Je continuerai... plus tard.
Commandé un livre de conférences de Nabokov sur Gorki, Tchékhov, Tolstoï, Tourguéniev, puis un livre russe sur Levitan, le peintre. Je lis le livre de Bounine sur Tchékhov. Reçu quelques dizaines de Peanuts des Etats-Unis. Il faut varier les plaisirs ;-)
A partir de Tchékhov, je peux me diriger vers l'histoire de la Russie à l'époque du dernier Tsar (fin XIXème) - Troyat a écrit un bouquin sur cette époque, ou bien lire des livres de ses amis ou contemporains (Bounine, Gorki...), ou bien lire les auteurs qui, dit-on, lui sont proches (essentiellement : Maupassant et Katherine Mansfield), ou bien me plonger dans l'histoire du théâtre (à partir de Stanislawski). Je ferai... probablement un peu tout ça.

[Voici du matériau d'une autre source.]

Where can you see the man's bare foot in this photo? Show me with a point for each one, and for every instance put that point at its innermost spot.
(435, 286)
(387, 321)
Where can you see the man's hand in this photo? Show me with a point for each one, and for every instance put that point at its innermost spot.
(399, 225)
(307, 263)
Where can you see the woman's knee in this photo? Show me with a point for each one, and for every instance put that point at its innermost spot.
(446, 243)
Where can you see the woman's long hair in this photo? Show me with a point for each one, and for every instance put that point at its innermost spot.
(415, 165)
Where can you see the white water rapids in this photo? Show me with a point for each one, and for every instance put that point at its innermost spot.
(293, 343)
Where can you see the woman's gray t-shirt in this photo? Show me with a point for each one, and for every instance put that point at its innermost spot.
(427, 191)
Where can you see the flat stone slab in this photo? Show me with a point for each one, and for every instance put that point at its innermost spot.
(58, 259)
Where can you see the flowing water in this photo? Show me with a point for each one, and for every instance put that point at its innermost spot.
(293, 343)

L'arrivée d'une matinée grise dans le printemps tout neuf provoque invariablement une mélancolie douce, presque reposante. Fenêtre ouverte, je regarde longtemps le marronnier dont les petites feuilles se déploient, et qui semble, immobile, très puissant et comme en train de respirer. Le ciel gris est tout lisse, parfois plus sombre, et dans l'absence totale de vent, le monde végétal est figé totalement, comme une statue très complexe. Coup de chance, pas de moteur. J'ai mis le Violin Phase de Steve Reich (un violon chante une course avec lui-même) - il arrive qu'une pulsation apparaisse tellement rapide qu'elle devient comme une sorte d'horizon - un oiseau, dehors, chante tout seul, ponctuellement. On dirait qu'il cherche une phrase ou deux à improviser. Au fond, le ciel devient plus sombre (va-t-il pleuvoir ?), puis plus clair. La musique de Reich évoque la trajectoire triangulaire des mouches sous les lampes, l'été. Résolution dans le morceau suivant : Octet.
Quelque chose à étudier sur le goût des mots dans la littérature. Les mots perdent leur goût, et les adjectifs s'usent. Tchékhov, adepte de la simplicité, se moque doucement de son ami Bounine qui écrit dans un récit que la mer sentait la pastèque, et raille Gorki, qui lui dit que la mer rit. Il y a là un problème passionnant. Les adjectifs sont usés. Diverses solutions existent pour redonner du goût à ce qu'on écrit. On peut choisir le baroque, l'étrange, le choc, et c'est toujours un peu facile - Borges en parle souvent à propos de ses poèmes de jeunesse. Pour moi, les rois sont Giono, Colette, Faulkner. On peut aussi renoncer en faisant autre chose : inventer de nouveaux mots, en cherchant la sensation ailleurs, dérouler les phrases autrement (Simon, Bernhard), descendre dans le microscopique (Sarraute). A creuser.
A ce sujet, un des chapitres de L'Art de la Fiction, de David Lodge :
"Représentation Insolite" est la traduction française habituelle du mot ostranenie (littéralement, "rendre étrange"), un de ces concepts critiques précieux inventés par les formalistes russes. Dans un essai célèbre publié en 1917, Victor Chklovski avance que le but essentiel de l'art est d'empêcher l'habitude et l'automatisme d'émousser notre sensibilité, en représentant de façon insolite les choses familières.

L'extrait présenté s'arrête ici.